# D3s or D800E



## poker_jake (Jan 11, 2013)

I'm upgrading from my D700 and looking at either the D3s or D800E. I mainly take landscapes, night landscapes, airshows, some sports (nothing serious) and low light people photos. ISO performance is one of my main factors along with resolution as my D700 12.1mp doesn't give much crop room to work with.

Here's a list of pros and cons:

D3s
Pros
Higher usable ISOs
FPS
Build

Cons
12.1 mp
Price
DR compared to D800

D800E
Pros
36 MP/15mp DX mode (advantage for airshows/sports)
6fps for DX mode (w grip)
DR
Price 2600 for a refurb

Cons
Not as high usable ISOs
Extra money for grip
4 fps is FX mode

Here are the lenses I will be using:
16-35 f4
50 f1.8D
100 f2.8 Macro
70-200 2.8 VR II
70-300 4.5-5.6 VR


BTW if anyone is interested in a used D700 w/ grip with only 20,000 actuations pm me


----------



## ph0enix (Jan 11, 2013)

The difference in ISO performance between the two cameras is negligible.  We're talking less than 1/8th of a stop.
DxOMark - Compare cameras side by side


----------



## sleist (Jan 11, 2013)

What's more important to you - pixels or frame rate.
Based on what you say you shoot, I think D800 may be the one to go with.

My less than 2 cents worth.  


Just wanted to add that if it was me, I would kepp the D700 and get a D800E.
The D3s is an upgrade, but for me it would not be enough of an upgrade to justify the coin.
Keeping the D700 as backup to the D800 would give you a nice setup.


----------



## DorkSterr (Jan 11, 2013)

Dxomarks rating is irrelevant to real world results i think.  Check out some test shots between the two at 12800-25600 iso.  Ill try to find the video for you.

Heres a review of the two. 


Camera Review: Nikon D800 vs D3S - ISO comparisons | SashDias.com | Sash Dias


----------



## ph0enix (Jan 11, 2013)

DorkSterr said:


> Dxomarks rating is irrelevant to real world results i think.  Check out some test shots between the two at 12800-25600 iso.  Ill try to find the video for you.
> 
> Heres a review of the two.
> 
> ...



That's a good demo!  
I'm wondering how much less noticeable the noise in the D800 images would be had they been cropped the same way as the D3S photos.


----------



## DorkSterr (Jan 11, 2013)

If I recall correctly at 12800 their more or less the same but when you get passed that you really start to notice the D800 slip in detail/colour.

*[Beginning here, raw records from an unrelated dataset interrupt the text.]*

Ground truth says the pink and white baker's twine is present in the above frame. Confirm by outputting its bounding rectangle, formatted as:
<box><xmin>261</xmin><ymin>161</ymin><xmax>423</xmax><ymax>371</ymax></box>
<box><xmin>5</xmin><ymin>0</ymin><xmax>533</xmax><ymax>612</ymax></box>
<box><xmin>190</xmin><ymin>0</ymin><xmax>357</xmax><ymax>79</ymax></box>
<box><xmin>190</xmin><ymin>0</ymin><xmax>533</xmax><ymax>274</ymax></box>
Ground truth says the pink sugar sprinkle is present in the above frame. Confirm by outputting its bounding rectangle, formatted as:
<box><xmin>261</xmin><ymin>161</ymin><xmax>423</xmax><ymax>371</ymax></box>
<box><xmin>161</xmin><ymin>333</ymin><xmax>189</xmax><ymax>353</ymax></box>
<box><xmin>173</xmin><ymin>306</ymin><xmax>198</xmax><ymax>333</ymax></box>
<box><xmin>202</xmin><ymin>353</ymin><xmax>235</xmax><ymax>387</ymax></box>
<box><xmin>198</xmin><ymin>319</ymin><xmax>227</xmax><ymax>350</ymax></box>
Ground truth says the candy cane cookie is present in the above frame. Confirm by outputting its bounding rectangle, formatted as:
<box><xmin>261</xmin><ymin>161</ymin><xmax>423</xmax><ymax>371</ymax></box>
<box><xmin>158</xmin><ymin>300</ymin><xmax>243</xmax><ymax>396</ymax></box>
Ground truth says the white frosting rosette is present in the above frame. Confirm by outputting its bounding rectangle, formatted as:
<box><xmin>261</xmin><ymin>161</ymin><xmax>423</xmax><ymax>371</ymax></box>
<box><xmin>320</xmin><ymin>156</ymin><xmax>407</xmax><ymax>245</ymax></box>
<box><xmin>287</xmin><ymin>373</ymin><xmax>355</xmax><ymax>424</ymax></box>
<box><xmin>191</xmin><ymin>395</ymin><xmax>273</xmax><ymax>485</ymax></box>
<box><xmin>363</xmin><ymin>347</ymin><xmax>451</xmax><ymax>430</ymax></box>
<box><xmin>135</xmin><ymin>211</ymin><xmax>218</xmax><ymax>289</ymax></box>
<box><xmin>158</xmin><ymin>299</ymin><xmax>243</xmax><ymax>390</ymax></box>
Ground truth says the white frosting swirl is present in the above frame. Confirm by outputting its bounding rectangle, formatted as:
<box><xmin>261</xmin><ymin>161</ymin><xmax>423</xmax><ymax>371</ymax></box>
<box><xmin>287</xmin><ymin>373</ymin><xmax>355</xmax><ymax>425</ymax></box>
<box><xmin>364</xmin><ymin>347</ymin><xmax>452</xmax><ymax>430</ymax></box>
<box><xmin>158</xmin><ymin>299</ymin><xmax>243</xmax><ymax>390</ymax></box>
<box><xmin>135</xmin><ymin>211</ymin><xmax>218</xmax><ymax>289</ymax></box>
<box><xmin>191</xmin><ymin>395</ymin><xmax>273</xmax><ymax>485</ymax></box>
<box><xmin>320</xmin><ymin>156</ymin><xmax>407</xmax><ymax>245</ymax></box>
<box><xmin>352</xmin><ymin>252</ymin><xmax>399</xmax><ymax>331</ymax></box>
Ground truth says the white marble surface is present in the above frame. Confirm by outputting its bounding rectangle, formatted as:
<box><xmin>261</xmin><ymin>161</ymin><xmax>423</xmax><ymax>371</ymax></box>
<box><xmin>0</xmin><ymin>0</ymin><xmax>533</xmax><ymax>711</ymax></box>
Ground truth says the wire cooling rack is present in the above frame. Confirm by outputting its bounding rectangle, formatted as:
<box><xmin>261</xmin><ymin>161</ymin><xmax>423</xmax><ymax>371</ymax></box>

I think at 25600ISO the D800 is next to unusable while the D3s just breaks its first sweat. But then that 12MP vs 36MP.

http://www.fredmiranda.com/forum/topic/1124157


----------



## IgsEMT (Jan 11, 2013)

12Mpx isn't enough? Just wondering how come?
If you do figure that 12mpx IS enough, I'd recommend going towards D3s. I feel that 800 and its little brother 600 aren't _there_ yet. These are new cameras and not enough feedback and firmware updates were put out yet. D3s, has been based on solid rock so its performance, IMO, is superior to 800Series.


----------



## Derrel (Jan 11, 2013)

24MP on Nikon FX is awfully nice, and the used prices are coming wayyyy down...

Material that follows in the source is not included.